Lauer did the interview with his trademark toughness and maybe even a little more mustard, given that Lochte played him earlier in the week. He asked all the right questions. But there are still plenty of others to ask, just not to Lochte.

Why did a security guard pull a gun on a guy who took down a poster? (Remember, the destroyed bathroom story has proved as reliable as Lochte's "gunpoint.") And why was everyone cool with Jimmy Feigen essentially getting shaken down by the courts for $11,000 in order to get out of Brazil? That's not justice, that's robbery at gavel-point.

There was so much hand-wringing, contrived empathy, pearl-clutching and self-pity from those offended anyone would dare fabricate a crime in a crime-ridden city. But did the initial so-called crime really merit that response? Guns? That's been overshadowed in the brouhaha. So was the fact that an Olympic athlete was actually robbed at gunpoint days after the Lochte tale broke. This is no defense of Lochte, by any means (I'm Team Roker), just a caution that there's far more to this tale than the convenient "ugly American" narrative many couldn't wait to tell.

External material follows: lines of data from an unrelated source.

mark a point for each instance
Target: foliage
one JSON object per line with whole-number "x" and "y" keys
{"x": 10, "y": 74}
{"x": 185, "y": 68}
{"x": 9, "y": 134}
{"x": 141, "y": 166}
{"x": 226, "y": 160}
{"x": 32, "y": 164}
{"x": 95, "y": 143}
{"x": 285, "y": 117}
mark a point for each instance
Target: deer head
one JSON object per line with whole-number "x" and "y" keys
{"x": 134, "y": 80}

Rio proved everybody wrong and ran a perfectly fine Olympics. Maybe it was slightly disorganized and sparsely attended, but it was no disaster. Pulling it off was going to be the host's legacy, not anything Ryan Lochte said. No, The bigger insult was to all the athletes who had their performances overshadowed by LochtMess.

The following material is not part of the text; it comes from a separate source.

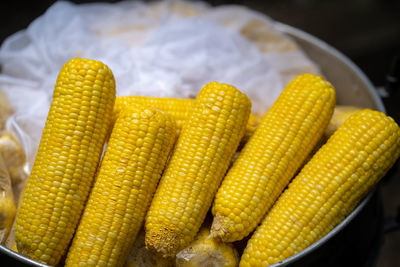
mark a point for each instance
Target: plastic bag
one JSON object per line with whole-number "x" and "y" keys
{"x": 167, "y": 48}
{"x": 5, "y": 110}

Helen Maroulis won the first-ever wrestling gold for an American woman, upsetting a Japanese legend who'd lost two international matches in her 18-year career. When asked about whether she was disappointed that the focus of the media was elsewhere Maroulis said, matter-of-factly and without irritation, "if they covered Ryan Lochte over my match, well, I think that’s a poor decision on their part." And in the moment that felt most symbolic of Lochte's pathetic, attention-grabbing sham, Matthew Centrowitz became the first American to win the 1500m in 108 years and the live televised victory was immediately succeeded by the first snippet of the Lauer-Lochte sitdown.

With the requisite, soft-lit television apology complete, this seemingly endless story is finally entering its final stage — still less than a week after it began. Now that it's done, what was a salacious tabloid story custom-built for the world's biggest media gathering now seems like a poor man's Nancy vs. Tonya. I think the saga's place in Olympic history will be smaller than most expect.

Near the start of the interview, Lauer asked the question everybody had been dying to know all week. Why? Why tell the story? Why continue to lie about it? Why not step up to bail out his teammates — both college kids — who were stuck in Brazil because of him? Why?

"I don't know," he said.

It was the first believable thing he's said all week.